Hey, Todd.
Eeeh, it was all my mistake. I set TTL of 60 days on data that had all
timestamps fixed way in the past. Warnings were just side-effects of
HBase working hard on what I told it to do. Silly.
Silver lining - your hint about hbase.rootdir fixed my hbck. :) Thanks.
Sorry for wasting your time. :(
T.
On 12/20/2011 09:25 PM, Todd Lipcon wrote:
Hi Tomaz,
That's fishy - are you sure the client you're running hbck from has
hbase.rootdir properly set? It needs to have the hbase configuration
dir on its classpath. (it's possible since you're using SCM that the
client isn't getting this configuration exported)
-Todd
On Tue, Dec 20, 2011 at 12:21 PM, Tomaz Logar<[email protected]> wrote:
Hej, Todd.
The relevant clipping is:
---
Version: 0.90.4-cdh3u2
..........
Number of Tables: 15
Number of live region servers: 8
Number of dead region servers: 0
.ERROR: Version file does not exist in root dir file:/tmp/hbase-ta/hbase
Number of empty REGIONINFO_QUALIFIER rows in .META.: 0
ERROR: Region xxx found in META, but not in HDFS, and deployed on nx (times
48)
Summary:
table is okay.
Number of regions: 48
Deployed on: n1, n2, ... n8
---
Summary says the table in question is ok.
For every region I get "found in META, but not in HDFS", but that seems a
false positive as it is reported for all of them (11k+) and other tables
work ok. And the files are in HDFS, ofcourse.

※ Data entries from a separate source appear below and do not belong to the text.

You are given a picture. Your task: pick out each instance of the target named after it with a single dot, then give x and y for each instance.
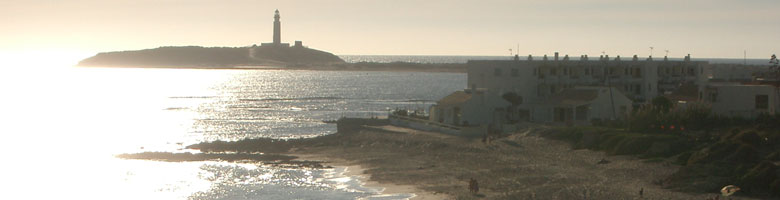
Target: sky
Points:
(702, 28)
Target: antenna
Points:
(651, 51)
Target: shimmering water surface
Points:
(68, 123)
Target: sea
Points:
(63, 125)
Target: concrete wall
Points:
(740, 100)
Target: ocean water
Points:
(63, 125)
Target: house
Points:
(583, 104)
(469, 107)
(742, 100)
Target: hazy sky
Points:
(703, 28)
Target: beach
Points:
(439, 166)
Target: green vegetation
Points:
(745, 154)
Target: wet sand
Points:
(438, 166)
(519, 166)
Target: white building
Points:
(581, 105)
(742, 100)
(563, 90)
(469, 107)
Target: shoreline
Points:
(438, 166)
(358, 171)
(389, 67)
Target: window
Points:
(762, 101)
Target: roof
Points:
(573, 96)
(456, 98)
(684, 92)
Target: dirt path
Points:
(520, 166)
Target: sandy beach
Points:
(439, 166)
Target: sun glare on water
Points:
(62, 125)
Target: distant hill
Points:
(213, 57)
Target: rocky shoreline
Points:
(517, 166)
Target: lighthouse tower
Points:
(277, 33)
(277, 29)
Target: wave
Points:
(192, 97)
(294, 99)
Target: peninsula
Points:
(273, 55)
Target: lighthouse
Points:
(277, 42)
(277, 29)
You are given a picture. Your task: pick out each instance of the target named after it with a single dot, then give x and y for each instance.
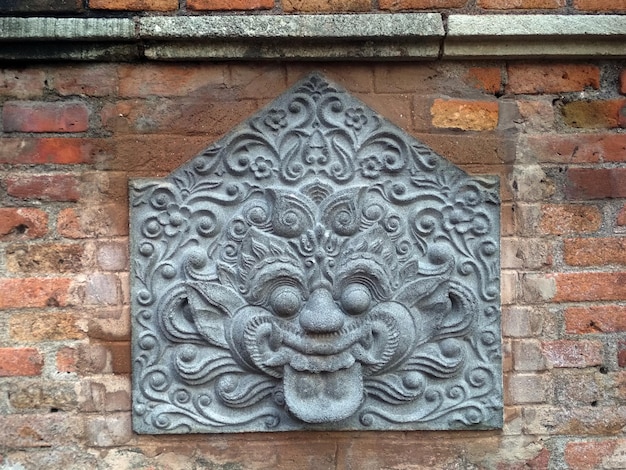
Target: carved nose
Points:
(320, 314)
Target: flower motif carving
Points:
(315, 269)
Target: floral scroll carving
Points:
(317, 268)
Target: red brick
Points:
(134, 5)
(33, 327)
(551, 78)
(18, 116)
(20, 362)
(593, 114)
(588, 455)
(22, 83)
(560, 219)
(592, 183)
(34, 292)
(21, 223)
(109, 220)
(182, 116)
(521, 4)
(317, 6)
(578, 148)
(595, 319)
(85, 80)
(600, 5)
(43, 187)
(53, 150)
(487, 79)
(464, 114)
(419, 4)
(590, 286)
(170, 80)
(229, 4)
(44, 257)
(594, 251)
(573, 354)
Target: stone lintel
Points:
(401, 36)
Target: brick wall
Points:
(72, 134)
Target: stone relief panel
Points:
(317, 268)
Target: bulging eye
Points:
(356, 299)
(286, 301)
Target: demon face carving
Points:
(316, 271)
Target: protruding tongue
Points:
(323, 397)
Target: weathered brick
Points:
(102, 289)
(594, 251)
(527, 388)
(38, 394)
(588, 455)
(44, 258)
(316, 6)
(419, 4)
(574, 354)
(170, 80)
(487, 79)
(109, 220)
(536, 115)
(85, 80)
(134, 5)
(20, 362)
(229, 4)
(595, 319)
(34, 292)
(181, 116)
(60, 187)
(22, 116)
(35, 327)
(53, 150)
(561, 219)
(518, 321)
(526, 78)
(22, 83)
(595, 183)
(600, 5)
(593, 114)
(465, 114)
(590, 286)
(35, 6)
(22, 223)
(578, 148)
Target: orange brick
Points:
(464, 114)
(34, 292)
(590, 286)
(20, 362)
(594, 251)
(22, 223)
(560, 219)
(595, 319)
(594, 114)
(600, 5)
(488, 79)
(551, 78)
(521, 4)
(326, 5)
(419, 4)
(229, 4)
(36, 116)
(134, 5)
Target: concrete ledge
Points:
(401, 36)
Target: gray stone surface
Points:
(317, 268)
(338, 26)
(80, 29)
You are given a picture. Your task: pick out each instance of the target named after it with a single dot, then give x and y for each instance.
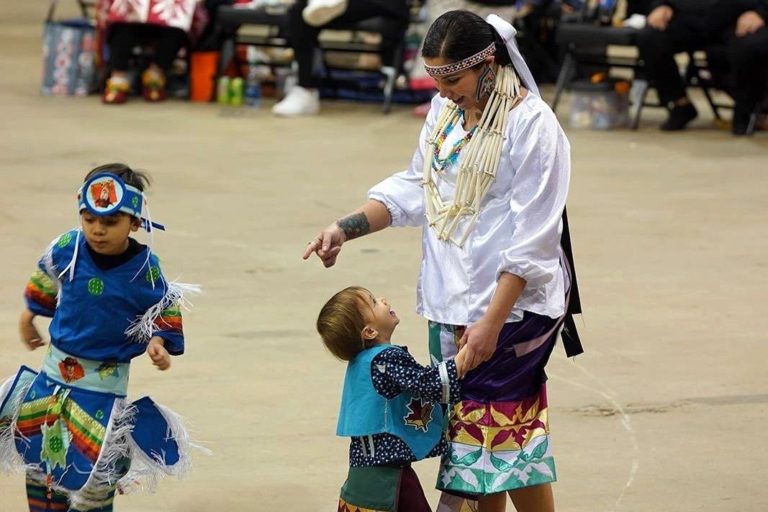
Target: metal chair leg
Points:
(637, 94)
(390, 75)
(564, 78)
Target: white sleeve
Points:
(541, 155)
(403, 193)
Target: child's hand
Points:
(158, 354)
(461, 363)
(29, 334)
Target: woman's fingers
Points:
(312, 246)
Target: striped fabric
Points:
(87, 432)
(170, 319)
(40, 500)
(41, 290)
(498, 446)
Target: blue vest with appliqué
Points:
(364, 412)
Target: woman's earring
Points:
(485, 83)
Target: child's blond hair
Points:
(341, 322)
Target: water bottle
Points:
(222, 91)
(252, 88)
(236, 91)
(605, 11)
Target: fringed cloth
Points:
(382, 489)
(499, 431)
(78, 437)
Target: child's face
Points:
(379, 316)
(108, 234)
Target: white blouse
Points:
(518, 229)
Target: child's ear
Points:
(369, 333)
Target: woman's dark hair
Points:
(457, 35)
(138, 179)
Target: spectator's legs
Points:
(747, 56)
(658, 49)
(304, 99)
(122, 37)
(167, 43)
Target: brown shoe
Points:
(115, 92)
(152, 86)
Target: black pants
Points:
(123, 37)
(685, 33)
(304, 38)
(746, 56)
(748, 63)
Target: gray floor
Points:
(665, 412)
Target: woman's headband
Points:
(107, 194)
(463, 64)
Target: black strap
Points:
(569, 334)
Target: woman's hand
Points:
(158, 354)
(29, 334)
(749, 23)
(659, 17)
(479, 341)
(326, 245)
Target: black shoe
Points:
(742, 121)
(679, 117)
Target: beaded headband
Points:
(461, 65)
(107, 194)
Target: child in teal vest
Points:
(390, 407)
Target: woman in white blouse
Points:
(488, 184)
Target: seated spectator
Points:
(305, 21)
(167, 27)
(742, 24)
(674, 26)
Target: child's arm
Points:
(40, 298)
(29, 333)
(158, 354)
(395, 371)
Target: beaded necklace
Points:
(477, 169)
(440, 164)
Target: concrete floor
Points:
(665, 411)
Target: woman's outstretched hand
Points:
(327, 245)
(479, 341)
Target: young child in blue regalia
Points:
(390, 405)
(70, 425)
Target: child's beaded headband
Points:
(106, 194)
(461, 65)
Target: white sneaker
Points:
(298, 102)
(319, 12)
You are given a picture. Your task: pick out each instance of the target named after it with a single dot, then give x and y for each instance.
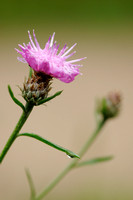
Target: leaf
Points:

No mention of any specific region being broken... :(
T.
Dne 20.12.2011 18:56, piše Todd Lipcon:
Hi Tomaz,
What does "hbase hbck" report? Maybe you have a broken region of sorts?
-Todd
On Tue, Dec 20, 2011 at 9:45 AM, Tomaz Logar<[email protected]>
wrote:
Hello, everybody.
I hit a strange snag in HBase today. I have a table with 48 regions
spread
over 8 regionservers. It grows by about one region per day. It's like 6M
small (30-100 bytes each) records at the moment, 3.2G of Snappy-encoded
data
on disks.
What happened is that suddenly I can't scan over any previously inserted
data in just one table. Freshly put data seems to be ok:
---
hbase(main):035:0> put 'table', "\x00TEST", "*:t", "TEST"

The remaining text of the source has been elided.